(CN) — Google remains on the hook in a privacy dispute as a federal judge ruled a case involving the company tracking users despite the use of incognito mode while browsing can proceed.
U.S. District Court Judge Lucy Koh denied a motion to dismiss from the Silicon Valley titan late Friday, ruling that plaintiffs who believed they were safeguarding their privacy by taking a specific step were correct in feeling misled by the company.
“The court concludes that Google did not notify users that Google engages in the alleged data collection while the user is in private browsing mode,” Koh wrote in a 41-page decision.
The case hinges on users of Chrome, who say they are inappropriately being tracked by the company for targeted advertising purposes despite using the private browsing feature or the incognito mode offered by the browser.
Furthermore, the plaintiffs said they followed a specific process for protecting their privacy, namely not turning on the sync option, but Google was tracking their web surfing despite assurances to the contrary.
Google argued during a contentious hearing in mid-February that the plaintiffs consented to have their data collected when they agreed to the terms of service.
“Each one of these people signed something saying the data they are now complaining about being collected is being collected,” Andrew Schapiro, an attorney for Google, said during last month’s hearing.
But Koh dismissed this argument in her ruling.
Google further said it couldn’t be held liable under the Wiretap Act, because the law carves out exceptions for users who consent to have their data intercepted.
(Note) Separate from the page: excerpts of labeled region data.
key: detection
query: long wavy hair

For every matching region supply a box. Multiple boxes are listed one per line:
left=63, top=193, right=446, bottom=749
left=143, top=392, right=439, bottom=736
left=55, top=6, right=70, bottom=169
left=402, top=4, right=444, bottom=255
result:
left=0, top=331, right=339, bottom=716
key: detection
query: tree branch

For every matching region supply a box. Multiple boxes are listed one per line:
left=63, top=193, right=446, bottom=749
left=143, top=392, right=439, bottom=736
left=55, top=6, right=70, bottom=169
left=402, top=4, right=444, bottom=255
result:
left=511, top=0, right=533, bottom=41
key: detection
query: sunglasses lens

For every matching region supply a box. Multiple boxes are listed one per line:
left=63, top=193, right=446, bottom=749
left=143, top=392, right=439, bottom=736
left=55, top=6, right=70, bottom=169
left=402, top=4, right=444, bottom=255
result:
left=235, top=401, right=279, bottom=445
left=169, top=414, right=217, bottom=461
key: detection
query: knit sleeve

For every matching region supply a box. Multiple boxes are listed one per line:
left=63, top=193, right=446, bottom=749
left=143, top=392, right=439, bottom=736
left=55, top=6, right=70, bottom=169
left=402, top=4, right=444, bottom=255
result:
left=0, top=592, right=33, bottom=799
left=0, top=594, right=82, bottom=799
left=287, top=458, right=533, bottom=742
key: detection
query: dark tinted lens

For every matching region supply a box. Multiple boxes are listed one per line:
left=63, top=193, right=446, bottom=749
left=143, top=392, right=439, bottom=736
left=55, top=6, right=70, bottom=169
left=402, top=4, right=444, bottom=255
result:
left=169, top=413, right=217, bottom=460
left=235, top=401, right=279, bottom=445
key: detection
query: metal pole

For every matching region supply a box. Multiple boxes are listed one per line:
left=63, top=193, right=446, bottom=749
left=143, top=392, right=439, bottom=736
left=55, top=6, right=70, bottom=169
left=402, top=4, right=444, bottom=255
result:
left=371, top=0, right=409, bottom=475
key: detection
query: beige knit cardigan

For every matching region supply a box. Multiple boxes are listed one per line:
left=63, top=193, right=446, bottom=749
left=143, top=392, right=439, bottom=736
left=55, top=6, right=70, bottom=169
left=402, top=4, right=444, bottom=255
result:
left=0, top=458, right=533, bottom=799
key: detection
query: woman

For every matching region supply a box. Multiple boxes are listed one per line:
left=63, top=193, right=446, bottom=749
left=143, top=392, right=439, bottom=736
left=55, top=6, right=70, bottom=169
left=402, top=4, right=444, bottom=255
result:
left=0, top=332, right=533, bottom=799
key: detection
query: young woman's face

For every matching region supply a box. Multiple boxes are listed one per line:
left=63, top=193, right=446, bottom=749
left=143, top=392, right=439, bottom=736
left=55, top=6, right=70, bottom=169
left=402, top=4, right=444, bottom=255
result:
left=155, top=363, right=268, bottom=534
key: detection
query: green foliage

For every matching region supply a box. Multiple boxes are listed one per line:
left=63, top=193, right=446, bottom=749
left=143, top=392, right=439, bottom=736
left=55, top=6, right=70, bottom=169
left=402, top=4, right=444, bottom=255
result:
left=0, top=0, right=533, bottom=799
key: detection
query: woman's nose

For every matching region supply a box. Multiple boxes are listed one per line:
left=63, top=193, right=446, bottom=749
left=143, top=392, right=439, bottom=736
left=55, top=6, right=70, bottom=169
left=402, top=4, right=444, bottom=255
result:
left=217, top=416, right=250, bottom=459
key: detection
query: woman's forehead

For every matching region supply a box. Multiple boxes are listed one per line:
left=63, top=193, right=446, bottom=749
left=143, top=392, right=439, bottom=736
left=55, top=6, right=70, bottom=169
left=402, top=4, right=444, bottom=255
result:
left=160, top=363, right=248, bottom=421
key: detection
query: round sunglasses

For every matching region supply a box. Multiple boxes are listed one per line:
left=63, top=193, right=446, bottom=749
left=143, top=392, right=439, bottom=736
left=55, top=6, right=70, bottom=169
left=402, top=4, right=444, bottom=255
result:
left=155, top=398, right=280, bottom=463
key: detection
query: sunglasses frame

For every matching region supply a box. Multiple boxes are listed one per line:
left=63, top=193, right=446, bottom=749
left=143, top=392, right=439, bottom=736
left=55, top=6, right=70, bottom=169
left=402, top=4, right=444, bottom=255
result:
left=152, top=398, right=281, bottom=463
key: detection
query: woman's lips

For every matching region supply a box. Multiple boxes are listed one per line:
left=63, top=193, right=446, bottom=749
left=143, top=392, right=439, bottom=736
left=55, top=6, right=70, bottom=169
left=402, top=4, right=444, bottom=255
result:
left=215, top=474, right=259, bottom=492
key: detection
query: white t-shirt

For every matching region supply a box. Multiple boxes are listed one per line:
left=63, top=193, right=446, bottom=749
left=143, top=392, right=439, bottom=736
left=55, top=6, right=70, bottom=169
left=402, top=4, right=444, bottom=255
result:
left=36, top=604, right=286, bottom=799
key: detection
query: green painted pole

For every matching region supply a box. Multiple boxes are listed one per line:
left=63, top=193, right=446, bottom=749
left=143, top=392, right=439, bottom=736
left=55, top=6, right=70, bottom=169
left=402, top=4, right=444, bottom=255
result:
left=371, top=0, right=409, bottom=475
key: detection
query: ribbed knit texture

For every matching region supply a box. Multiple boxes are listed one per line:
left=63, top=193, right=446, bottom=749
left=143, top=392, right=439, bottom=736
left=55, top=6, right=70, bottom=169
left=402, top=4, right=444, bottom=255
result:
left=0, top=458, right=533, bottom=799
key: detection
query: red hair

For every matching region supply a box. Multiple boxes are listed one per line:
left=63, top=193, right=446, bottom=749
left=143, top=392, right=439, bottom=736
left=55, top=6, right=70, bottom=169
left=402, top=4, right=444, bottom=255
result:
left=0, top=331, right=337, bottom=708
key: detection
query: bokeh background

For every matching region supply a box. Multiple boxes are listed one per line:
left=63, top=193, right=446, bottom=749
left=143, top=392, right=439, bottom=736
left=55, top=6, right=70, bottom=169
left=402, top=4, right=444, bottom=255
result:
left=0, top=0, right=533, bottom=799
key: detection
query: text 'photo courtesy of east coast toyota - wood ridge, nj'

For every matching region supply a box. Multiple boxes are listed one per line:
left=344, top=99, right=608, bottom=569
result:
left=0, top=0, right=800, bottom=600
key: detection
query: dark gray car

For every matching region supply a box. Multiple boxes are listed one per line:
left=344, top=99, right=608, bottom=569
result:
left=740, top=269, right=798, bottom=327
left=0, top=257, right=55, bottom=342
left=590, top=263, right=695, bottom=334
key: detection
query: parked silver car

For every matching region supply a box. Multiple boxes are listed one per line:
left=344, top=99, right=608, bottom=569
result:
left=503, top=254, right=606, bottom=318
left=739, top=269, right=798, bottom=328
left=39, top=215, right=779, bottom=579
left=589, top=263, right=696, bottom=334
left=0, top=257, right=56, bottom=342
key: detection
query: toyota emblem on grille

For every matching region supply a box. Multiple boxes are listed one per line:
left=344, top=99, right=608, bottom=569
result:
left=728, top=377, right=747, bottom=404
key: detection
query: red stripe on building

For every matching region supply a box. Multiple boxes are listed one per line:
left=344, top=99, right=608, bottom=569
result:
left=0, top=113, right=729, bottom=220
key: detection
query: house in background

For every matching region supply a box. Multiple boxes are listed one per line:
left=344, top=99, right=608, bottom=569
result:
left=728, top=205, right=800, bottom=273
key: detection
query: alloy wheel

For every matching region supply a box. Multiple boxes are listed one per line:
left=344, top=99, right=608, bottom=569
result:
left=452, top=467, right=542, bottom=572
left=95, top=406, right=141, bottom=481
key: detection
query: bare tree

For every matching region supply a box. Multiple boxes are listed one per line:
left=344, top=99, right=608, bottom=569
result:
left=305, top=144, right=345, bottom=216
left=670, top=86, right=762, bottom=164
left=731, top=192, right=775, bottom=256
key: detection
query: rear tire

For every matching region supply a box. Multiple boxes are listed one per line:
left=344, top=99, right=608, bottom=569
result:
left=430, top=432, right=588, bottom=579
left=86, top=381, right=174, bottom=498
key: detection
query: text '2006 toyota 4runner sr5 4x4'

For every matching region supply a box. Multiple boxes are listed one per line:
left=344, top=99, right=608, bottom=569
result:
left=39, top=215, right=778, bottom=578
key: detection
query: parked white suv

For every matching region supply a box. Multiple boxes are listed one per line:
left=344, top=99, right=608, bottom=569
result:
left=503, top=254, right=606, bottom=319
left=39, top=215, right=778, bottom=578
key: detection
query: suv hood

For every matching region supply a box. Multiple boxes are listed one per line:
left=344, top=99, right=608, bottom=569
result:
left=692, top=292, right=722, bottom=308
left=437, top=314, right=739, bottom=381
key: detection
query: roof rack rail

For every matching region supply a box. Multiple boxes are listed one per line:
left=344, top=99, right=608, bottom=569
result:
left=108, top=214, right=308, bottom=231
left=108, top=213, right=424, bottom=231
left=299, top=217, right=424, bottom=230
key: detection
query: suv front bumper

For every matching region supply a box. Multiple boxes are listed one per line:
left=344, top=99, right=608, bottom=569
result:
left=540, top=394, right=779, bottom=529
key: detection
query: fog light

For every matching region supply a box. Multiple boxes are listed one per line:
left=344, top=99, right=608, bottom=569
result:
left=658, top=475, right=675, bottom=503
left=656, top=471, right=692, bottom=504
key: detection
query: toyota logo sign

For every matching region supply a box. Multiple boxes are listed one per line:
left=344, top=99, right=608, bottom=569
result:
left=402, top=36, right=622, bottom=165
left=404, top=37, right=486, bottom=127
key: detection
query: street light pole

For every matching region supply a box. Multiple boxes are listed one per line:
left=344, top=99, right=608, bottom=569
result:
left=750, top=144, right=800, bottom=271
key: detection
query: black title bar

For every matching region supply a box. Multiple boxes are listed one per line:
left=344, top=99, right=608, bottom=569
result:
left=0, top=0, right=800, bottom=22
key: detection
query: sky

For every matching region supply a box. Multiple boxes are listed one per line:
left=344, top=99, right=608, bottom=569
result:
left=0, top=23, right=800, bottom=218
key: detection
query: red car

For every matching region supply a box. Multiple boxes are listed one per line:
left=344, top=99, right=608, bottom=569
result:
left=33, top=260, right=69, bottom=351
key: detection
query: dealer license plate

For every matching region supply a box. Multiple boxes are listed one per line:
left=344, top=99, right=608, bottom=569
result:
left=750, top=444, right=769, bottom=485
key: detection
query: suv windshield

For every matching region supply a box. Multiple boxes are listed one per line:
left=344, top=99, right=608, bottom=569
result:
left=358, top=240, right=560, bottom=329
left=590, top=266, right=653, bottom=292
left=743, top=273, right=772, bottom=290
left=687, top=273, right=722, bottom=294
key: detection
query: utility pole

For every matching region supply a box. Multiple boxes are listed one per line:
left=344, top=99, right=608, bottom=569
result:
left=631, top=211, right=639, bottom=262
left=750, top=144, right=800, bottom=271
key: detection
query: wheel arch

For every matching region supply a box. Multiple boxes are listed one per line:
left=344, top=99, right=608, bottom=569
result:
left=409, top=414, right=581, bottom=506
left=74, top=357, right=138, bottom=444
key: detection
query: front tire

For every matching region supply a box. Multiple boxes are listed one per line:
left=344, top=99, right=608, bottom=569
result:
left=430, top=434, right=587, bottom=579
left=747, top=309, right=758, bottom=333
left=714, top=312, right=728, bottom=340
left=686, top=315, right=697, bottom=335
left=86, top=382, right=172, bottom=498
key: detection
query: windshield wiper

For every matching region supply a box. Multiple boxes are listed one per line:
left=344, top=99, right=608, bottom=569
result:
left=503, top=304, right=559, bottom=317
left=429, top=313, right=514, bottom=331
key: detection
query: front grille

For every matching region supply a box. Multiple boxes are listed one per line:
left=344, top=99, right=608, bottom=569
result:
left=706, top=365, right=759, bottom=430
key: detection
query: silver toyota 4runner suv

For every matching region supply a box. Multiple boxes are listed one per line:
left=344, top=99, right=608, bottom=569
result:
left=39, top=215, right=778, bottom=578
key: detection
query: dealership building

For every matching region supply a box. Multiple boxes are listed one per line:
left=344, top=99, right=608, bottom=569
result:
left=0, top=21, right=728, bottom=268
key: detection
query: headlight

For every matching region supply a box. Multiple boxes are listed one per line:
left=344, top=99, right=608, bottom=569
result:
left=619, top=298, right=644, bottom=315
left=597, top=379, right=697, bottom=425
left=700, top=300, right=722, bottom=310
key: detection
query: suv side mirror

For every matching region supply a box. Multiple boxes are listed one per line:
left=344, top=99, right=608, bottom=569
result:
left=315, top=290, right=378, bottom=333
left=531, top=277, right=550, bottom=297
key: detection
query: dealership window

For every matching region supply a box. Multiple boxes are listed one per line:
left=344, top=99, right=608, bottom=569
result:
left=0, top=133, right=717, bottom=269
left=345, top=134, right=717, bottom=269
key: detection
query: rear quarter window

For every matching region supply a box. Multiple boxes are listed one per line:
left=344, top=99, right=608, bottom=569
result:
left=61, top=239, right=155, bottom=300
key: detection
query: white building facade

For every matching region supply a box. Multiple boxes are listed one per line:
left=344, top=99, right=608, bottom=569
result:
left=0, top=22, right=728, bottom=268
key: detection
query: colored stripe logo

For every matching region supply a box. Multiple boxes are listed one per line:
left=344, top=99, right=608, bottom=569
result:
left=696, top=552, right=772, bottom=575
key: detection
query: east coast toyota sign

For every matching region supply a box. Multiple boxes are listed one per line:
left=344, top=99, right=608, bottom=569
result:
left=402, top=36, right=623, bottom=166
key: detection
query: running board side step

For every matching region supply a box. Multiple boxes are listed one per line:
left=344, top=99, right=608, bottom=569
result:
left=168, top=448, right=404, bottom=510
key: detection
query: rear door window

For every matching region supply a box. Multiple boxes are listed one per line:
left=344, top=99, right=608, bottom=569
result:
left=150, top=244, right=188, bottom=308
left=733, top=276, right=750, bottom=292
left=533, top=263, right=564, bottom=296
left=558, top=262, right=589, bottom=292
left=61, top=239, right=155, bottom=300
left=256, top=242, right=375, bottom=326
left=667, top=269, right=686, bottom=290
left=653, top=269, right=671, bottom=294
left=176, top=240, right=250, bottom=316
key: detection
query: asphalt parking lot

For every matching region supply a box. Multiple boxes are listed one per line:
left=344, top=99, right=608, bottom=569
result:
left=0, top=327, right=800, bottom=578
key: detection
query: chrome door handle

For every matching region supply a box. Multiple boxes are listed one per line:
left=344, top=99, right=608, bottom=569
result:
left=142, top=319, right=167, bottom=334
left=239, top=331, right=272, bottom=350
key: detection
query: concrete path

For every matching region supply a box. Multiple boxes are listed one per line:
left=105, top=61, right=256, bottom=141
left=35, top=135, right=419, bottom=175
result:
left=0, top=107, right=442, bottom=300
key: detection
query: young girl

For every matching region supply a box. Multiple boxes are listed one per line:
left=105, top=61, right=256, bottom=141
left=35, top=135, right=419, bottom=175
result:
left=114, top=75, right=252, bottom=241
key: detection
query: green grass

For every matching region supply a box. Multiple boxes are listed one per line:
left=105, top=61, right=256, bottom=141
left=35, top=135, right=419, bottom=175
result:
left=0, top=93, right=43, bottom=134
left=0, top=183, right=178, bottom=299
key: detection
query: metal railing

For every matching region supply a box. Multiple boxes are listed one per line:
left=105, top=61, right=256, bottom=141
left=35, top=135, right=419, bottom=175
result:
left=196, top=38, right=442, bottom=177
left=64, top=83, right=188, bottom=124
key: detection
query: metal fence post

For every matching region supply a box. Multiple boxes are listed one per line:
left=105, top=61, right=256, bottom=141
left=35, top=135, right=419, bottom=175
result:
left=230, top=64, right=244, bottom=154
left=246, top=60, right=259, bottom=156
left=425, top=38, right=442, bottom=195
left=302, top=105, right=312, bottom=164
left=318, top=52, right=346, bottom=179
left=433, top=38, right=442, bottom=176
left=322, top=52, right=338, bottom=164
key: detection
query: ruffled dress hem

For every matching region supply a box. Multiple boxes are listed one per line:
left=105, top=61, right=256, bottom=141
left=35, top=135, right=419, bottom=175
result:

But plaintiffs say they never consented.
“Google told users it would protect their privacy as long as they don’t do certain things and they break that promise every day,” said Jay Barnes, attorney for the plaintiffs, in February. “They are promising consumers their browser is a safe place to go, while at the same time, the advertising division is hacking their way around privacy provisions in the Chrome contract.”
Koh agreed with the plaintiffs’ position.
“Google does not demonstrate that websites consented to, or even knew about, the interception of their communications with users who were in private browsing mode,” Koh wrote.
The company further attempted to argue that the statute of limitations for the claims had expired but the judge again disagreed.
“Because Google’s alleged interceptions took place just months or days before plaintiffs filed their complaint, plaintiffs claims are not barred by the statutes of limitations,” Koh wrote.
The judge said Google users have a reasonable expectation of privacy when they are in private browsing mode, or in incognito, and therefore were entitled to seek invasion of privacy claims when it turned out the company was still tracking their website browsing history.
Specifically, Koh pointed to how Google advertised its incognito mode feature on its Chrome browser.
“Now you can browse privately, and other people who use this device won’t see your activity,” the company stated while explaining the feature to potential customers.
Barring an appeal by Google, the two parties will proceed to the discovery phase of the trial. The parties may also opt to pursue a settlement, a frequent route after plaintiffs clear the motion to dismiss phase of the trial.
Many companies prefer to settle rather than subject themselves to the intrusive discovery process and the costly prospects of a protracted trial.